Still later, in a geography class, the teacher that we had met earlier that morning asked for a show of hands of all students who were from housing projects. This question had nothing to do with lesson of the day. Its purpose was clearly to demonstrate to the team of observers the point he had made in our early morning discussion about the new challenges that integration had unfairly placed on him and his fellow instructors. Three quarters of the class responded by raising their hands. Next, he asked for a show of hands of how many had no father in the home.  Again, nearly the whole class responded. He looked at us (I was the only black on the team and apparently invisible to the white teacher) in what I perceived to be a knowing smile as they (the children) voiced what seemed to him unrealistic aspirations for future careers.

I stood in the back of the classroom stunned:  Hasaan lived in a government housing project. His father was not in the home. What drove Hasaan to sell drugs? How could my little bright-eyed nephew become a killer? Why did he have to die so young? What is the relationship of violence and a dream deferred? That afternoon, I began to ask the questions that culminated in this present study for the sake Hasaan and the students in that class. These questions eventually led me to an exploration of the theoretical basis for an educational praxis capable of addressing the violence among African-American youth who, like Hasaan, have deferred dreams.

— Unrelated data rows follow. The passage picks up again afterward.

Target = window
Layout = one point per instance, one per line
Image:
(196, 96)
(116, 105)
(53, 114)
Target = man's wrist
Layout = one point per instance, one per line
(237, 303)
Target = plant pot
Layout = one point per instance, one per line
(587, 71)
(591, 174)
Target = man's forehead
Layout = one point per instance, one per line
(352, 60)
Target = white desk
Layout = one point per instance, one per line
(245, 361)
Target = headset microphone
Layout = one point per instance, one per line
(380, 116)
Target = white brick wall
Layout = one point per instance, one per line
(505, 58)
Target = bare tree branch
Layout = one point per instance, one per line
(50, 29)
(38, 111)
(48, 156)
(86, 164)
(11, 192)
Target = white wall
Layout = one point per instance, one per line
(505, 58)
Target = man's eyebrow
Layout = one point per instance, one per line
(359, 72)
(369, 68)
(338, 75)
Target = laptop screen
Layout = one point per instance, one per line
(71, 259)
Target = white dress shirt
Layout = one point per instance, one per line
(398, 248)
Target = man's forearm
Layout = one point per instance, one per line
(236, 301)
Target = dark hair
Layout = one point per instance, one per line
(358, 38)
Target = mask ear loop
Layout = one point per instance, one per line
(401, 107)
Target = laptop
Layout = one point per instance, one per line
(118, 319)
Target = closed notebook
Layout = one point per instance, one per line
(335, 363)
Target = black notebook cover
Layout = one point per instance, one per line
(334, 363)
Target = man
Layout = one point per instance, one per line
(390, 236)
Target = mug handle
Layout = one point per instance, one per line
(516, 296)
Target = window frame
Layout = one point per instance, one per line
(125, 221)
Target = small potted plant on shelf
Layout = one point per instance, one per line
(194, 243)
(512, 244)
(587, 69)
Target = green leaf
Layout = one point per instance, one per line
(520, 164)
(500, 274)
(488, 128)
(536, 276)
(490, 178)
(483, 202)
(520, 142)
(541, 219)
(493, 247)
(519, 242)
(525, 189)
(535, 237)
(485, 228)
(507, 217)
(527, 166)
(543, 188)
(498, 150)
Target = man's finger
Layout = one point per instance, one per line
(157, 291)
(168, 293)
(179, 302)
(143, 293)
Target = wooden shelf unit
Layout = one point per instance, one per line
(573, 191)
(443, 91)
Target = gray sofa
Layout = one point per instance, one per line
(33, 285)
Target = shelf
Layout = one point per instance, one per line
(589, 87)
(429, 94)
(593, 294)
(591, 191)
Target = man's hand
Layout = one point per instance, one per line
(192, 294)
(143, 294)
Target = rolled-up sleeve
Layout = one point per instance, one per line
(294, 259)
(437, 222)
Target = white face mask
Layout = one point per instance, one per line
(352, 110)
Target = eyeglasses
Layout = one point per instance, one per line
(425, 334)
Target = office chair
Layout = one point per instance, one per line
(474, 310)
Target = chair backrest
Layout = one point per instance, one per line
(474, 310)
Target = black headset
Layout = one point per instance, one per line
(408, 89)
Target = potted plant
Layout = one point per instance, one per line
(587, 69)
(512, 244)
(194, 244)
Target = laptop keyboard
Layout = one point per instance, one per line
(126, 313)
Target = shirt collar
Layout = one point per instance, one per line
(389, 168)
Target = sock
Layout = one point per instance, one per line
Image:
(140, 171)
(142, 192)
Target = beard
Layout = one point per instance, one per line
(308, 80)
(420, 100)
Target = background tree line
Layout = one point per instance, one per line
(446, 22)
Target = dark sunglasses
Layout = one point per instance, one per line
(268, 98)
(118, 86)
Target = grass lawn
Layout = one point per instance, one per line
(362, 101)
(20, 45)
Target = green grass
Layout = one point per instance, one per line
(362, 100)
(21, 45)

This quest has led me to establish a practical, theological framework for a religious, educational praxis. I now work—through the Center for Leadership in Public Theology and through focused courses at Houston Graduate School of Theology—to add to the development of the “Beloved Community” as a way of addressing violence as a religious and public health problem. I do this to keep the memory of Hasaan and others like him alive—so their deaths will not have been in vain.

    [1]Research team used ethnographic methodology that included classroom participant observation.